Education (Provision of Meals) Act 1906
- Parliament of the United Kingdom
- Long title: An Act to make provision for Meals for Children attending Public Elementary Schools in England and Wales.
- Citation: 6 Edw. 7. c. 57
- Territorial extent: England and Wales; Ireland;

Dates
- Royal assent: 21 December 1906
- Commencement: 21 December 1906
- Repealed: 1 October 1921

Other legislation
- Amended by: Education Act 1918
- Repealed by: Education Act 1921
- Relates to: Education Act 1902;

Status: Repealed

Text of statute as originally enacted

= Education (Provision of Meals) Act 1906 =

Act of the Parliament of the United Kingdom

The Education (Provision of Meals) Act 1906 (6 Edw. 7. c. 57) was an act of the Parliament of the United Kingdom.

Margaret McMillan and Fred Jowett were members of the school board which introduced free school meals in Bradford. This was actually illegal and the school board could have been forced to end this service. McMillan and Jowett tried to persuade the Parliament to introduce legislation which encouraged all education authorities to provide free school meals for children. McMillan argued that if the state insisted on compulsory education, it must take responsibility for the proper nourishment of school children. A report published in 1889 indicated that over 50,000 pupils in London alone were attending school "in want of food". Other social studies, such as Charles Booth's Life and Labour of the People of London, 1899-1903 and Seebohm Rowntree's Poverty: A Study of Town Life in York, 1901, found that nearly a third of the population and cities studied were living in poverty.
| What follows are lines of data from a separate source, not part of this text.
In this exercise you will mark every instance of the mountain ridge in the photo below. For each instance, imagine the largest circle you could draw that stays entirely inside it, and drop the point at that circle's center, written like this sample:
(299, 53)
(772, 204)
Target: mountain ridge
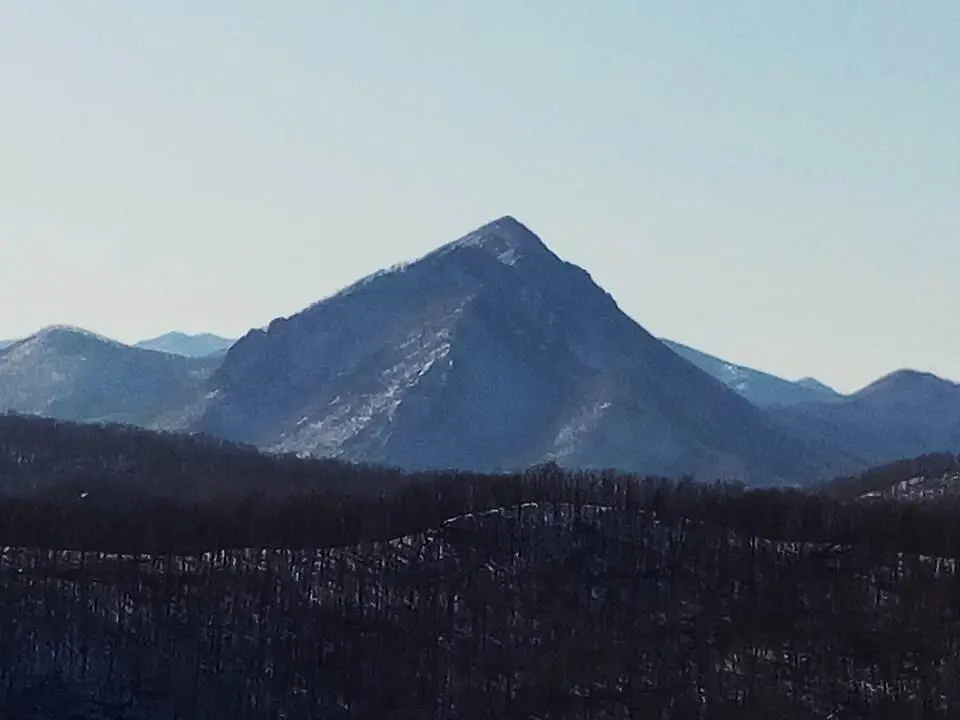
(418, 364)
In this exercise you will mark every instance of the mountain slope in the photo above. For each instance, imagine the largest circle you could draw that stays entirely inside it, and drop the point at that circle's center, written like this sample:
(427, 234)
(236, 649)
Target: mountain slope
(178, 343)
(72, 374)
(904, 414)
(490, 353)
(760, 388)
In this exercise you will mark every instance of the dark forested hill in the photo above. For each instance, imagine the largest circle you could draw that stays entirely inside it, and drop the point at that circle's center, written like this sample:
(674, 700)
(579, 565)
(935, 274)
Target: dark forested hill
(544, 594)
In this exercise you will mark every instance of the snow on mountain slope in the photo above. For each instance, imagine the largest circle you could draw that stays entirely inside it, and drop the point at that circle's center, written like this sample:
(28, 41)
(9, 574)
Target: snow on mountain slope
(489, 353)
(760, 388)
(73, 374)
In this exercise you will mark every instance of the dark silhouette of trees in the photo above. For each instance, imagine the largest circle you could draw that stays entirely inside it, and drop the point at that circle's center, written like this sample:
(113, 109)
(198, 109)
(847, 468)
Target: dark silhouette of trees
(146, 576)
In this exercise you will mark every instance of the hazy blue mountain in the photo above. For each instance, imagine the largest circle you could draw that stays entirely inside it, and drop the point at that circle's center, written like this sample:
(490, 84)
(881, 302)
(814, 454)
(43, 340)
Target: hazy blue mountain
(178, 343)
(904, 414)
(489, 353)
(71, 374)
(760, 388)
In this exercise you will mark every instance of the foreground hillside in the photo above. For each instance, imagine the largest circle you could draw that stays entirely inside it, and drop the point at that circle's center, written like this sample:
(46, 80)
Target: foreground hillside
(611, 596)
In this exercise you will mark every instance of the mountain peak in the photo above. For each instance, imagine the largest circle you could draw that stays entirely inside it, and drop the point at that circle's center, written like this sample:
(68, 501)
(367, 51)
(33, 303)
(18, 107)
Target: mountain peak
(905, 380)
(57, 333)
(506, 239)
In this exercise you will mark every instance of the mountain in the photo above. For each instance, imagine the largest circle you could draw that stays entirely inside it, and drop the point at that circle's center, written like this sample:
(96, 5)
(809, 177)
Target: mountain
(490, 353)
(905, 414)
(178, 343)
(72, 374)
(760, 388)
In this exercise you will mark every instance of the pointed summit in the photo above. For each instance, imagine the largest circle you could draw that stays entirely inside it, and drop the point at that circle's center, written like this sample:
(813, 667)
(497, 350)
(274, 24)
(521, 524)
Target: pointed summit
(506, 239)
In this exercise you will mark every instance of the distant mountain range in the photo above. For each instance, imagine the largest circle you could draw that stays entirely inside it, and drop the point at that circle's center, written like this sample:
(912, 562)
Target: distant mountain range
(178, 343)
(72, 374)
(490, 353)
(760, 388)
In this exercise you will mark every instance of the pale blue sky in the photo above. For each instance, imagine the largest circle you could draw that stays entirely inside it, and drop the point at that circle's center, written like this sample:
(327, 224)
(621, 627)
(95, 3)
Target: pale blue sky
(776, 182)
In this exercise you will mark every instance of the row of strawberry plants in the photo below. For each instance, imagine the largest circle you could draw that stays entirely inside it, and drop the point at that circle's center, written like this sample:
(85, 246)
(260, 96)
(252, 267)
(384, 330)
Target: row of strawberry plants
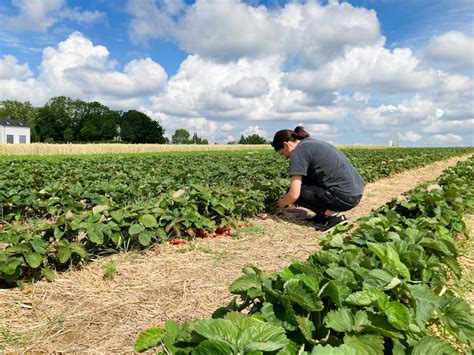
(83, 213)
(377, 288)
(45, 188)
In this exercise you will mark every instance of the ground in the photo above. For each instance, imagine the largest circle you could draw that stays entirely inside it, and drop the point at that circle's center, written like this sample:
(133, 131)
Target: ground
(84, 310)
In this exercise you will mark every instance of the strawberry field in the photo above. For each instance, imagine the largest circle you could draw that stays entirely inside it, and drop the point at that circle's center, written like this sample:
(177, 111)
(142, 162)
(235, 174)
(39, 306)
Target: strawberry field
(59, 212)
(377, 287)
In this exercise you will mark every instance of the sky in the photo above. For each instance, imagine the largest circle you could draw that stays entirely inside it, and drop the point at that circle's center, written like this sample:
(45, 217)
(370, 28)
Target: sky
(351, 72)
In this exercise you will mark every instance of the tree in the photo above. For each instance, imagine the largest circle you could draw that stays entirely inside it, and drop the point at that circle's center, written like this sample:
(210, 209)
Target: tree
(198, 140)
(136, 127)
(180, 136)
(252, 139)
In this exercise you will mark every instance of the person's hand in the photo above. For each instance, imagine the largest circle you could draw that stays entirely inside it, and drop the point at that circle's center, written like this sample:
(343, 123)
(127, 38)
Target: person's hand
(281, 203)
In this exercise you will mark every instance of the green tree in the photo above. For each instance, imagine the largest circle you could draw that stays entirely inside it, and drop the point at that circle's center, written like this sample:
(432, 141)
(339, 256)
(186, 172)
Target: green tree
(137, 127)
(54, 117)
(180, 136)
(252, 139)
(68, 134)
(198, 140)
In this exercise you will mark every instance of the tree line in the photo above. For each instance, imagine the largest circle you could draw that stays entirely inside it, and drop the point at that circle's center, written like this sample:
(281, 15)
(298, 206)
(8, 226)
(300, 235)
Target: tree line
(65, 120)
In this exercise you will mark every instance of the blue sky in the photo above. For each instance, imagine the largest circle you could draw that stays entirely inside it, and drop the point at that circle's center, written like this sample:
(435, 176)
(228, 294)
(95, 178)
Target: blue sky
(352, 72)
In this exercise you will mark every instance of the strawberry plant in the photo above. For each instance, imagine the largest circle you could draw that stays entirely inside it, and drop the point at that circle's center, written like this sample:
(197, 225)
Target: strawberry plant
(83, 207)
(377, 288)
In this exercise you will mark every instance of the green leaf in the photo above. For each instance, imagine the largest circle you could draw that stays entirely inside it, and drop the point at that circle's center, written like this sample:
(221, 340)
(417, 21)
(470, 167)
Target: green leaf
(64, 254)
(330, 350)
(48, 274)
(397, 315)
(433, 345)
(95, 236)
(34, 259)
(307, 328)
(458, 318)
(149, 339)
(262, 337)
(378, 278)
(38, 245)
(341, 320)
(426, 302)
(336, 291)
(207, 347)
(135, 229)
(100, 208)
(221, 330)
(117, 215)
(298, 292)
(78, 249)
(148, 221)
(365, 344)
(11, 266)
(366, 297)
(145, 238)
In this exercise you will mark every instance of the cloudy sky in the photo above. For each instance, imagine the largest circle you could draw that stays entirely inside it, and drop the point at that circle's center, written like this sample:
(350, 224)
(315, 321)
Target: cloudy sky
(350, 72)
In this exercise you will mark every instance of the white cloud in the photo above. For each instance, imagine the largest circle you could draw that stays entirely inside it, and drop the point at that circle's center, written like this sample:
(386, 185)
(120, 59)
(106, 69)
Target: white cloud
(10, 69)
(248, 88)
(78, 68)
(369, 67)
(454, 48)
(410, 136)
(447, 138)
(40, 15)
(250, 130)
(229, 30)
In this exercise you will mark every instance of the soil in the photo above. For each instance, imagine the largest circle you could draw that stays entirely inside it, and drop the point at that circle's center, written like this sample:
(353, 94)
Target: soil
(107, 304)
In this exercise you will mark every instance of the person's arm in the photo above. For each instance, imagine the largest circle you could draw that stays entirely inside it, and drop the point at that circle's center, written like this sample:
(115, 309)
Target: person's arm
(294, 193)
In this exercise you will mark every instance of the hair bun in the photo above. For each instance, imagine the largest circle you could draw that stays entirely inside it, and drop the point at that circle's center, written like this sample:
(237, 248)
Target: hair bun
(300, 133)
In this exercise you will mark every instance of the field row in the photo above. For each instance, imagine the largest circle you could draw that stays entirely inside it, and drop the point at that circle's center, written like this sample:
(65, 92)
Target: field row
(59, 212)
(378, 289)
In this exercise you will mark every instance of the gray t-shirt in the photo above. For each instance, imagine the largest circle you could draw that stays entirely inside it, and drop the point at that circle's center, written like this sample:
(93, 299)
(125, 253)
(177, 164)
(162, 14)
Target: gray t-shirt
(322, 164)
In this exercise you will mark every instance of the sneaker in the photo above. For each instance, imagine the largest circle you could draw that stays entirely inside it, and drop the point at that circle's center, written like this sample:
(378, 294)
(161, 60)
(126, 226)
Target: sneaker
(332, 222)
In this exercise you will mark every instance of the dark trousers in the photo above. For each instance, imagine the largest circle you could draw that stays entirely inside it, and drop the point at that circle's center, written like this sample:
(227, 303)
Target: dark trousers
(318, 200)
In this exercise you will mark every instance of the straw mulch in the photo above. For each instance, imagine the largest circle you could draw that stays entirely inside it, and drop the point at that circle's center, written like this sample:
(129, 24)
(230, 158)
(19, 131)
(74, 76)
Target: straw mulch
(83, 311)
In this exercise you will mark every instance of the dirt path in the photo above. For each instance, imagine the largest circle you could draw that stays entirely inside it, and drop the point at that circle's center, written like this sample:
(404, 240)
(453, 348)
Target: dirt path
(81, 311)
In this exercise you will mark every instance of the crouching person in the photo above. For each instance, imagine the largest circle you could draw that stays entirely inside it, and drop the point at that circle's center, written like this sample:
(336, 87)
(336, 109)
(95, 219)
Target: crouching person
(322, 179)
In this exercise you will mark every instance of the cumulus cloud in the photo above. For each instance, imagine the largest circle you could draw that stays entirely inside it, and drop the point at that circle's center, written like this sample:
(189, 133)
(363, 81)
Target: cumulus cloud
(248, 87)
(250, 130)
(312, 32)
(10, 69)
(40, 15)
(448, 138)
(78, 68)
(454, 49)
(410, 136)
(366, 67)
The 1904 Report into Physical Deterioration followed the large rejection of men from service in the Boer War, as they were malnourished.

The bill became law over the objection of the House of Lords.

== Subsequent developments ==
The whole act was repealed by section 172 of, and the seventh schedule to, the Education Act 1921 (11 & 12 Geo. 5. c. 51), which came into force on 1 October 1921.